The Rail Budget is an innovative comprehensive plan for modernisation of infrastructure and improving the customer experience, according to India Inc.

Rajeev Jyoti, Chief Executive of Larsen & Toubro Ltd, said: “In earlier years, we’ve gone around the range for ₹50,000-60,000 crore, this time it’s ₹1,10,000 crore (of planned expenditure). This very clearly demonstrates that the Government is looking to kick-start the economy using the Railways.”

Prabhu talked about pension funds and creating state-level joint ventures. There is a creativity element that he’s demonstrated, Jyoti added.

Umesh Choudhury, VC and MD, Titagarh Wagons Ltd, said the proposal for an independent regulator will ensure that private investment is protected and encouraged. “Measures like utilising railway land to make a logistics corporation will indirectly ensure that one of the biggest constraints to operators, that is, the non-availability of land will be dissolved,” he said.

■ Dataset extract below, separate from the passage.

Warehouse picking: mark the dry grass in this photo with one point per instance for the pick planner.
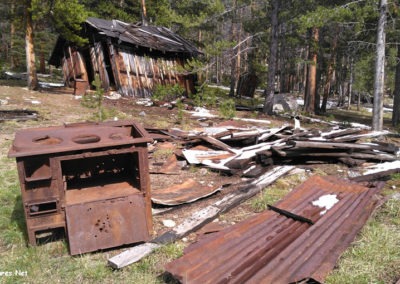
(373, 258)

Nalin Jain, President & CEO, GE Transportation, said: “The goal of having 1.5 billion tonnes of freight is significant and the only way to do that is capacity expansion.” Short-term measures such as increasing sidings length, doubling trains, quadrupling the tracks are all low-hanging fruits which can be achieved to deliver on the 88.5 per cent operating ratio and managing the ₹1,10,000 crore of investment.

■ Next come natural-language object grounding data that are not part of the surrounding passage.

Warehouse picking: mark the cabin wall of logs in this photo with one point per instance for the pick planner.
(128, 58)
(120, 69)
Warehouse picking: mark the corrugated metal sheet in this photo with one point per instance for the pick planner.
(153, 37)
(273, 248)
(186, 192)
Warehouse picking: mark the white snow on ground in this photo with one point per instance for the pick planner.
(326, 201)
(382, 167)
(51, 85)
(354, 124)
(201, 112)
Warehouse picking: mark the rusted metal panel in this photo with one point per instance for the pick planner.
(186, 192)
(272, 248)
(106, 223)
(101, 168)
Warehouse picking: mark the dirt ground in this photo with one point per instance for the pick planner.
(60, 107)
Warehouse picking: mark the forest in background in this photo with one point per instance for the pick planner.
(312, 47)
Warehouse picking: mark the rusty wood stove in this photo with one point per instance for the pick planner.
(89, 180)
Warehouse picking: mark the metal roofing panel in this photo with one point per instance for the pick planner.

Satish Chander, Director General, Fertiliser Association of India (FAI), said the subsidy component will increase with the freight hike, which will have a negative impact. Freight subsidy payments are not made on time so working capital and interest costs will rise. He added nearly 80 per cent of urea is transported by train and felt the subsidy could go up by about ₹300 crore.

Industry bodies like CII, FICCI, and Assocham also welcomed the Budget proposals.